Unicycler failed - "reads unavailable" -- Inputs not recognized due to an incompatible datatype assignment

Hi. This is my first time using galaxy and I got stuck straight away so it might be a basic error that I’ve done but I have been following step by step tutorials and can’t figure out what is wrong. I could not find any help from previous messages.
I have 2 kinds of errors when trying to run an assembly with Unicycler.
First I have an issue when I try to select the reads I want to use. When I scroll down, I do not see every reads, even though they are loaded properly. When I use the “search” instead and choose the right read, it turns from green to white and “unavailable” appears before the name of the read like in the screen shot below:

I tried to use the very few reads that appear in the scroll down menu and it’s working! But I can’t access all the reads (anything before entry “52” is unavailable, which is most of my data).

When I try to run an assembly anyway with the reads saying “unavailable”, I get the error message:
tool error
An error occurred with this dataset:
Failed to communicate with remote job server.

Can anybody help?
Should I reload all my reads data?
Thanks
Vanina

1 Like

Hi @vanina.guernier

I suspect that the assigned datatype for the fastq data is just fastq.gz, assigned by you in the Upload tool. Expand one of the “unavailable” datasets to check.

If the fastq data is really in compressed fastqsanger format, the datatype fastqsanger.gz should be assigned. The datatype fastq.gz is not enough, and if the quality score encoding is not actually scaled/encoded as Sanger Phred+33 (fastqsanger), or is labeled as compressed (with a “.gz” added) when it is really uncompressed, tools will fail, so you need to check (tool: FastQC). It is a good practice to run FastQC on reads as the initial analysis step to confirm format and content – unless you did QA/QC prior to loading it into Galaxy or a tutorial states that the data is in that format.

If you want Galaxy to do the datatype checks/assignments when using the Upload tool, do not directly assign a datatype but use the “autodetect datatype” option (the default). Compressed fastq data will uncompress with this method and if the quality score encoding matches will be assigned the datatype fastqsanger (no ".gz at the end). If you get a different datatype, then you’ll need to do some manipulations.

Unicycler is a tool that uses uncompressed fastqsanger anyway. If you input compressed fastqsanger.gz, Galaxy will create a hidden uncompressed version of the data to submit to this tool. Most tools accept compressed fastqsanger.gz data, but this one does not, and you’ll save quota space in your account by not duplicating the data in a compressed + uncompressed format.
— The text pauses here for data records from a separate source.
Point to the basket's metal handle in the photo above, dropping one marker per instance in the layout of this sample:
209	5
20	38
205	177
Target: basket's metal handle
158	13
Note: The “name” of a dataset has nothing to do with the datatype. The name is just a label. The assigned datatype is the metadata tools use to ensure that inputs are in an appropriate format.

These FAQs explain with more details, including how to check if your data really does have fastqsanger (Sanger Phred+33) scaled quality scores: https://galaxyproject.org/support/

Please review and see if this helps!

Hi @jennaj
Thanks for the information. I checked on the format for reads that worked or not:

  • for 55 (which worked) “uploaded fastqsanger.gz file”
  • for 44 (which did not work) “uploaded fastq.gz file”
    So one is fastq and one is fastqsanger but both seems to be compressed, as per .gz
    My understanding is that on Galaxy, an uncompressed file was created for entry 55 using the fastqsanger. gz file, but that could not be done using a fastq.gz file?

I’m not too sure to understand your comment on FastQC. I actually ran FastQC on all my data as well as multiQC, which seemed to show good results, and then I ran Trimmomatic an all reads. The trimmimg seems to also have worked, and I tried to run Unicycler first using the trimmed reads instead of raw data, but this did not work.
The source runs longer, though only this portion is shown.